Amazon S3 US-EAST-1 outage of February 2017
Amazon · Amazon S3
On February 28, 2017, at 9:37 AM PST, an incident began in the Amazon S3 US-EAST-1 region. An S3 team member, while debugging a billing system issue, inadvertently removed a larger set of servers than intended. This action impacted critical S3 subsystems, leading to service disruption. Recovery efforts saw the index subsystem begin servicing GET, LIST, and DELETE requests by 12:26 PM PST, fully recovering by 1:18 PM PST. The placement subsystem, crucial for PUT requests, completed its recovery by 1:54 PM PST, at which point S3 was operating normally.

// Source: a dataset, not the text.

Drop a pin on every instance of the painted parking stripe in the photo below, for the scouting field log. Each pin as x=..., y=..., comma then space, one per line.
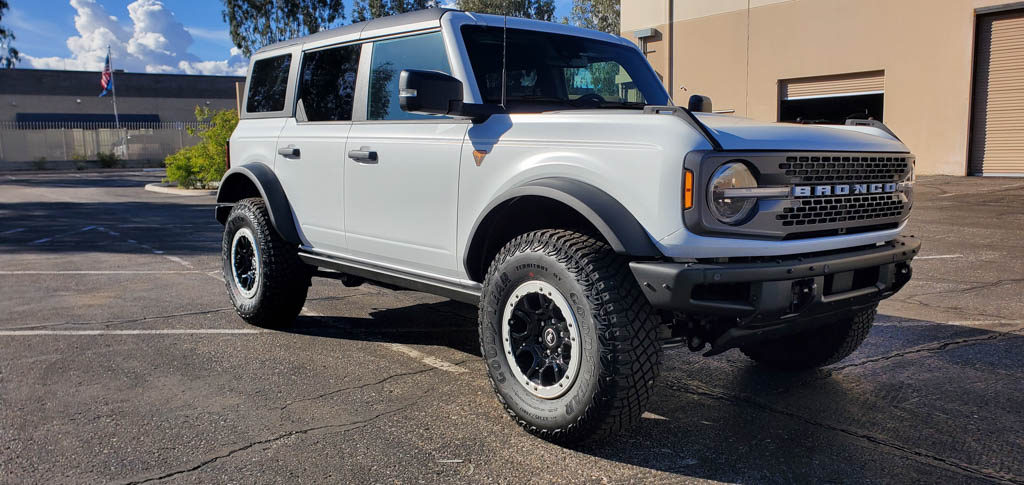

The incident was triggered by human error: an authorized S3 team member executed a command with an incorrect input, leading to the removal of a significant portion of server capacity. The affected servers supported the S3 index subsystem, which manages object metadata and location, and the placement subsystem, which handles new storage allocation. The tool used allowed too much capacity to be removed too quickly.
The disruption rendered S3 unable to service GET, LIST, PUT, and DELETE requests. This had a cascading effect on other AWS services in the US-EAST-1 region that rely on S3, including the S3 console, new EC2 instance launches, EBS volumes dependent on S3 snapshots, and AWS Lambda. Communication via the AWS Service Health Dashboard was also impaired due to its dependency on S3.
In response, Amazon modified the problematic tool to ensure slower capacity removal and added safeguards to prevent operations that would take any subsystem below its minimum required capacity. An audit of other operational tools is underway. The S3 team is also reprioritizing and accelerating plans to further partition the index subsystem into smaller cells to improve recovery times. Additionally, the AWS Service Health Dashboard administration console has been reconfigured to run across multiple AWS regions to enhance its resilience during future events.